Juan C Sáez Editor

Donglin Bai received his Ph.D. from University of Cambridge, U.K. (1994). He then moved to Canada and worked on neurotransmitter receptors (GABA, NMDA, AMPA, noradrenaline, angiotensin) in Loeb Research Institute (Ottawa), Department of Physiology (Toronto) and Samuel Lunenfeld Research Institute (Toronto) as a postdoctoral fellow. In 2002 he was recruited as an Assistant Professor at Department of Physiology and Pharmacology, the University of Western Ontario. He is currently a tenured Associate Professor in the same university. His current research interests are on the physiology of gap junction channels, including gap junction channel docking, single channel conductance and gating properties. He is also interested in revealing how gap junction gene mutants linking to human diseases (cardiac arrhythmias, hypomyelination, cataracts, deafness and skin diseases) and developing strategies of rescuing the mutants. He received grants support from the following Canadian funding agencies: CIHR, CRC, NSERC, HSFC and ERA.

Dr.
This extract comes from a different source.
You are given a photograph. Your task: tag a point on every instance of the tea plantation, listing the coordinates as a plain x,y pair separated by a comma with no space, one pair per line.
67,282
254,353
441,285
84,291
Juan C. Sáez received his PhD in neuroscience from Albert Einstein College of Medicine (AECOM), New York, New York, in 1986. He stayed for one year as an instructor in the Department of Neuroscience of AECOM, and then, he became an assistant professor in the same department. In 1993, he joined the Physiology Department of the Pontificia Universidad Católica de Chile, Santiago, Chile, where he has been a professor since 2003. His current research interest is understanding the regulation and the function of connexin- and pannexin-based channels in different cell types, including the cells of the nervous system, the immune system, and the gastrointestinal system and, more recently, on skeletal muscles. He has also characterized biophysical features of the mentioned channels. Recently, he has also used protocols for identifying highly selective inhibitors of connexin hemichannels without an effect on gap junction channels and with potent anti-inflammatory activity to treat chronic diseases. He has been continuously funded through the National Institutes of Health and different foundations of the Chilean government.